Depois de dois dias de polémica, o Governo britânico veio esclarecer que os requerentes de asilo que se recusem a ser transferidos para o barco-hotel Bibby Stockholm podem perder os apoios estatais, disse o ministro da Imigração, Robert Jenrick, ao “Today”, da rádio BBC 4, esta quarta-feira. Neste momento, há cerca de 50 mil requerentes de asilo alojados em hotéis, em quartos pagos com dinheiro público, e o Governo do primeiro-ministro Rishi Sunak diz que a transferência de alguns destes requerentes para o barco é uma forma de reduzir os custos com hotéis, que está atualmente fixado em qualquer coisa como seis milhões de libras por dia (cerca de 6,9 milhões de euros). Além disso, várias vozes conservadoras têm vindo dizer que o facto de ser possível ficar à espera de uma decisão de asilo num quarto de hotel pago pelo Estado funciona como um chamariz de migrantes.

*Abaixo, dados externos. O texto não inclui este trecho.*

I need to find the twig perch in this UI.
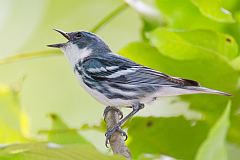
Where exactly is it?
[104,107,132,160]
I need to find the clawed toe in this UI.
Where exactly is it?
[105,126,128,148]
[103,106,123,121]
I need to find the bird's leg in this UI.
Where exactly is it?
[103,106,123,121]
[105,103,144,147]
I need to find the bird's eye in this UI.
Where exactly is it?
[75,32,82,38]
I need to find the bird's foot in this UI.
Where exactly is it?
[103,106,123,120]
[105,125,128,148]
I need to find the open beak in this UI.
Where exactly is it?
[47,29,70,48]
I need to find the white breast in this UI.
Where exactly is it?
[61,42,92,67]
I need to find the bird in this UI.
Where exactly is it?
[47,29,230,146]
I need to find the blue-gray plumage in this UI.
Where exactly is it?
[48,30,229,146]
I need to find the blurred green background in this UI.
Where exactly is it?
[0,0,240,160]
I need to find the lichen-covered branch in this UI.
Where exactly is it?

Não existem provas de que seja esse o caso, até porque quem está nos hotéis recebe cerca de nove libras por semana (10,45 euros) para roupa, medicamentos, carregamento de telemóvel e tudo mais que não for comida - já que essa é providenciada pelo hotel. Uma outra parte dos requerentes vive em prédios de habitação normais, em apartamentos arrendados pelo Governo que são obrigados a deixar vagos assim que consigam, ou não, autorização de residência. Agora, os que receberam as cartas de transferência e não aceitem mudar-se, correm o risco de perder este montante - e não é certo que outras represálias estejam previstas. Os advogados acreditam que os processos de asilo podem ser suspensos indefinidamente, por exemplo.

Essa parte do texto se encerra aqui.